Source : Le Devoir
À sa sortie de prison, un pilleur de tombes, Arthur, dort dans un train en direction d’un village en Toscane qui est aussi son ancien terrain de jeu. L’enthousiasme avec lequel l’accueillent ses complices n’est pas réciproque. En effet, Arthur se méfie de ces malfaiteurs qui l’ont laissé prendre toute la responsabilité du crime et purger sa peine seul.
Or, le jeune archéologue anglais, qui n’a pour s’occuper que ses rencontres avec Flora, ancienne cantatrice et mère de son amoureuse disparue, retombe vite dans ses mauvaises habitudes. Il faut dire qu’Arthur possède un don surnaturel pour déceler la présence de trésors enfouis sous la terre, dont plusieurs remontent à la civilisation étrusque. En retour, les pilleurs lui rendent un service en creusant les tunnels menant aux artéfacts.

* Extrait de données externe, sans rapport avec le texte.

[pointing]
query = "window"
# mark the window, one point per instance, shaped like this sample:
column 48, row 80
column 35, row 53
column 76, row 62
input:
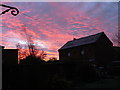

Secrètement, Arthur espère découvrir le passage qui, selon la légende, relierait dans cette région le monde des morts à celui des vivants, lui permettant de retrouver sa douce décédée.
Hanté par des rêves troublants, éclairé par une jeune femme discrète qui apprend le chant — et le métier de bonne — chez Flora, Arthur fera face à la moralité de ses gestes et à l’absence de sacré qui entoure sa relation complexe avec la mort et la possession.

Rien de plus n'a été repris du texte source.